Archaeologists and art historians have always praised Angkor Wat for its perfect proportions—its meticulous design, its exact measurements.
But the medieval complex—the famous central temple, with its five lotus-shaped towers, surrounded by an immense rectangle of walls—is not symmetrical.
The temple in the middle is slightly off-center—its east-west axis is 1 1/2 meters north of the walls’ east-west line.
This slight difference is practically imperceptible, but to Takeshi Nakagawa, an Angkor expert and professor at Japan’s Waseda University, it is one of the site’s most intriguing mysteries.
“Things that look like a mistake can actually convey the philosophy of the ancient Khmer world,” he said Monday at a seminar at the Japanese Embassy.
Nakagawa said the 1.5-meter gap has been known since the first French researchers measured Angkor Wat, but was always thought to be a measuring mistake.
So instead of noting that the temple is slightly askew, every description of Angkor Wat heaps praise upon its carefully planned, perfectly executed symmetry.
The descriptions remind us that Angkor Wat’s builders left nothing to chance.
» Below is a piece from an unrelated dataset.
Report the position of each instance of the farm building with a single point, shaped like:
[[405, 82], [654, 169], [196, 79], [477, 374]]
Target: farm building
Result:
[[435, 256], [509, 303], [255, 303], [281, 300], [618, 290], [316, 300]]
They calculated what the view would be from every doorway and causeway, constructing not only an impressive monument but also an experience for the viewer.
So why didn’t the architects build the temple in line with the walls around it? Did they make a mistake?
Careful measurements revealed that the gap is not a mistake at all, Nakagawa said.
Nakagawa measured ancient Khmer temples in northern Thailand and found that “almost all of Khmer architecture has this gap,” he said.
He noted that Indian temples from the same period, from which the Khmers drew their primary inspiration, also featured such an asymmetrical alignment. But in the Indian temples, the gap is large and clearly visible, and may even be highlighted by smaller towers.
Why would the Khmers copy this feature, but reduce it to the point where it is nearly impossible to discern?
Nakagawa doesn’t have an answer to this, but he noted that many Indian architectural traditions were modified by the Khmers as they tried to reconcile Hindu ideas with the vestigial animism in their culture.
“They have accepted the Indian [ways], but they harmonize them with their own environment,” he said.
Still, the symbolic significance of placing temples off-center is not clear, Nakagawa said. Instead, it is one of the great temple’s many mysteries.
“We must preserve [Angkor] so that the next generation can make these mysteries clear,” he said.